Legionnaires disease lessons – 40 years on
Dr. Joseph McDade discovered the bacterium that causes Legionnaires disease. The Philidephia outbreak at the Legionnaires’ convention that gave the disease its name occurred 40 years ago this month. But it wasn’t until five months later, around Christmas, that Joseph McDade, a CDC microbiologist made a fateful discovery in identifying the legionella bacteria. It would be key to solving the mystery, once and for all. He went back to his samples and re-examined some anomalies that he had noticed earlier.
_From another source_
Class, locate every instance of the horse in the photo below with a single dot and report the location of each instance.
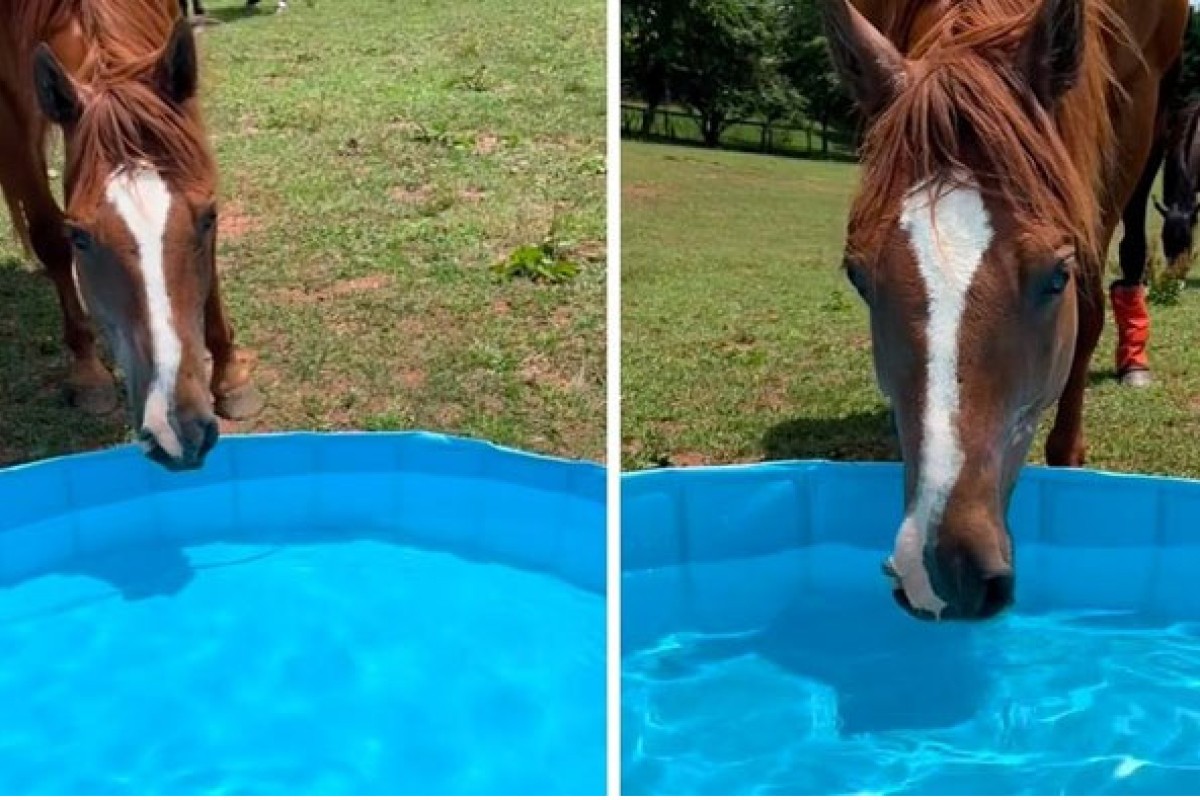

This re-examination led to the discovery of the Legionella bacterium which grows inside amoeba and is therefore not easily identified by normal microbiological methods.
McDade himself states: “I was trained as a research microbiologist and not as a public health microbiologist, And the more I learned about epidemiology, the better a laboratory scientist I became. Because it’s not only about doing the right tests and doing them well, it’s knowing what to test and why. And I found that over time, I started asking the broader questions about what do we think is happening, how can we determine what that is, what tests we should perform and why,” said McDade. “If you’re not asking the right questions about it, the information won’t necessarily be useful.”
Maybe we should learn from these 40 year old lessons and recognise there is more than one way to gather and look at data. Several view points provide a better picture. There is room for both rapid antigen testing and culture testing in fighting Legionnaires disease.